As long as the characteropathic individuals play a dominant role within a social movement affected by the ponerogenic process, the ideology, whether doctrinaire from the outset or later vulgarized and further perverted by these latter people, continues to keep and maintain its content link with the original prototype. The ideology continuously affects the movement’s activities and remains an essential justifying motivation for many. In this phase, therefore, such a union does not move in the direction of criminal acts on a mass scale. To a certain extent, at this stage, one can still define such a movement or union by the name of its original ideology.
In the meantime, however, the carriers of other (mainly hereditary) pathological factors become engaged in this already sick social movement and proceed with the work of final transformation of the contents – both ideological and human - of such a union in such a way that it becomes a pathological caricature of its original ideology. This is effected under the ever-growing influence of psychopathic personalities of various types, with particular emphasis on the inspiration role of essential psychopathy.

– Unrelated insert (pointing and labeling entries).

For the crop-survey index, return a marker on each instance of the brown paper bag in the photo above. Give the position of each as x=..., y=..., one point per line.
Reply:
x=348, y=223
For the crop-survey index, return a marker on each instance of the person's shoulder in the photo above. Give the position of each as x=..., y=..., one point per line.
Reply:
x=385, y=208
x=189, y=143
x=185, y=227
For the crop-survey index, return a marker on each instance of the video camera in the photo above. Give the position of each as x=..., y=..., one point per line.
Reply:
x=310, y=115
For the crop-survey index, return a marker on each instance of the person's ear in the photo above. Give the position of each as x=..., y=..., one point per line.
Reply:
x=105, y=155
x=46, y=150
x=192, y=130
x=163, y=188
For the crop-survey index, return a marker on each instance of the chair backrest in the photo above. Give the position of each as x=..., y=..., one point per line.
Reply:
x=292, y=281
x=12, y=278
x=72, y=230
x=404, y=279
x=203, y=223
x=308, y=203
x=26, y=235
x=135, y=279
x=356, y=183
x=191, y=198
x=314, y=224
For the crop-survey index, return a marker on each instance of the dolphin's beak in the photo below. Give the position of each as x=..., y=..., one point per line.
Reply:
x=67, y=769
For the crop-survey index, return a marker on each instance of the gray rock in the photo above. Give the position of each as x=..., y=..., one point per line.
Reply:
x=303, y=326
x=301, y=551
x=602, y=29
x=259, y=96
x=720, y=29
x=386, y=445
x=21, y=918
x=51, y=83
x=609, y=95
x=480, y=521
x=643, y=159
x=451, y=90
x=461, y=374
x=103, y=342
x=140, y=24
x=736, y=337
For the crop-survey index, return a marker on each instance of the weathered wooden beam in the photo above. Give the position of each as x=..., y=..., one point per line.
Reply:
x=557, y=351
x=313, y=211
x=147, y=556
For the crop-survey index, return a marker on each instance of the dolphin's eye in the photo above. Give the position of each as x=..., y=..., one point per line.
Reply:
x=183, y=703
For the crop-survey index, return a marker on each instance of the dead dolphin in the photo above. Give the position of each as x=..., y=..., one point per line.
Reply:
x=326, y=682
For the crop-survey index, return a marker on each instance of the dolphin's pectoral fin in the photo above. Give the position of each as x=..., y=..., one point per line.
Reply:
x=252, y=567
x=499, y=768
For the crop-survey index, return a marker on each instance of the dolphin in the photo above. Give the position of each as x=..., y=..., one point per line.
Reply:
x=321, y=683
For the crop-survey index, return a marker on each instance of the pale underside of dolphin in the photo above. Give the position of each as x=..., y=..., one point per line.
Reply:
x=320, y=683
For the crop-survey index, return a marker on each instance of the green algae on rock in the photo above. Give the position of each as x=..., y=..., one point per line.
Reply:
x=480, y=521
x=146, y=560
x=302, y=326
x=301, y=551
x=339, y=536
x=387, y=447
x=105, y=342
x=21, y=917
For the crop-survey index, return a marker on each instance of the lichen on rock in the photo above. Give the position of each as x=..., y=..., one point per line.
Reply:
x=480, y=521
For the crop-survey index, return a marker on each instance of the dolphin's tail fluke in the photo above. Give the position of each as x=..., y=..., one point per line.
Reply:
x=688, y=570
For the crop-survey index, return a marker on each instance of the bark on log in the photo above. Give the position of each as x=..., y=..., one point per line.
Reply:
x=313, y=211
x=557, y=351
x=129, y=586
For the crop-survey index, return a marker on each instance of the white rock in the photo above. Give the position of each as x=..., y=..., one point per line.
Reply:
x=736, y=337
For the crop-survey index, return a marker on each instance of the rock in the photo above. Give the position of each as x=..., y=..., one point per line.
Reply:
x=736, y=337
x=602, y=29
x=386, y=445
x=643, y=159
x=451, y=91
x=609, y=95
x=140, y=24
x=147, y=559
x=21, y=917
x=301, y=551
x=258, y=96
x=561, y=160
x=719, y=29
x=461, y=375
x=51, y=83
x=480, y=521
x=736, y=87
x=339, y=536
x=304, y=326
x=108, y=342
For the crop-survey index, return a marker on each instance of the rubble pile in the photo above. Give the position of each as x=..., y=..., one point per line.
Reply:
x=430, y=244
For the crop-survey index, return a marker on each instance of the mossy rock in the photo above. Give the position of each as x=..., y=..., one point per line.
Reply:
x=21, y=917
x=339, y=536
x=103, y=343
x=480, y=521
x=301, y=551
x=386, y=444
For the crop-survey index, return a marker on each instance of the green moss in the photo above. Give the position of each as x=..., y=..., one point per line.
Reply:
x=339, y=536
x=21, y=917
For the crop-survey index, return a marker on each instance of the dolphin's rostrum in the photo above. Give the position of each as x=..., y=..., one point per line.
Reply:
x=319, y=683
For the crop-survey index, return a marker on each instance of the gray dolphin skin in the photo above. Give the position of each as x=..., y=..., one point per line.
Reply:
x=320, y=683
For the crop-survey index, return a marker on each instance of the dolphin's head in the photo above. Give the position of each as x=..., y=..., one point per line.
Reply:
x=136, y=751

Such a situation eventually engenders a wholesale showdown: the adherents of the original ideology are shunted aside or terminated. (This group includes many characteropaths, especially of the lesser and paranoidal varieties.) The ideological motivations and the double talk they created then are utilized to hide the actual new contents of the phenomenon. From this time on, using the ideological name of the movement in order to understand its essence becomes a keystone of mistakes. [...]
Psychopaths are conscious of being different from normal people. That is why the “political system” inspired by their nature is able to conceal this awareness of being different. They wear a personal mask of sanity and know how to create a macrosocial mask of the same dissimulating nature. When we observe the role of ideology in this macrosocial phenomenon, quite conscious of the existence of this specific awareness of the psychopath, we can then understand why ideology is relegated to a tool-like role: something useful in dealing with those other naive people and nations. Pathocrats must nevertheless appreciate the function of ideology as being something essential in any ponerogenic group, especially in the macrosocial phenomenon which is their “homeland”.
This factor of awareness simultaneously constitutes a certain qualitative difference between the two above-mentioned relationships. Pathocrats know that their real ideology is derived from their deviant natures, and treat the “other” – the masking ideology - with barely concealed contempt. And the common people eventually begin to perceive this as noted above.
Thus, a well-developed pathocratic system no longer has a clear and direct relationship to its original ideology, which it only keeps as its primary, traditional tool for action and masking. For practical purposes of pathocratic expansion, other ideologies may be useful, even if they contradict the main one and heap moral denunciation upon it. However, these other ideologies must be used with care, refraining from official acknowledgement within environments wherein the original ideology can be made to appear too foreign, discredited, and useless.
The main ideology succumbs to symptomatic deformation, in keeping with the characteristic style of this very disease and with what has already been stated about the matter. The names and official contents are kept, but another, completely different content is insinuated underneath, thus giving rise to the well known double talk phenomenon within which the same names have two meanings: one for initiates, one for everyone else. The latter is derived from the original ideology; the former has a specifically pathocratic meaning, something which is known not only to the pathocrats themselves, but also is learned by those people living under long-term subjection to their rule.
Doubletalk is only one of many symptoms. Others are the specific facility for producing new names which have suggestive effects and are accepted virtually uncritically, in particular outside the immediate scope of such a system’s rule. We must thus point out the paramoralistic character and paranoidal qualities frequently contained within these names. ... Anything which threatens pathocratic rule becomes deeply immoral. ...
We thus have the right to invent appropriate names which would indicate the nature of the phenomena as accurately as possible, in keeping with our recognition and respect for the laws of the scientific methodology and semantics. Such accurate terms will also serve to protect our minds from the suggestive effects of those other names and paralogisms, including the pathological material the latter contain.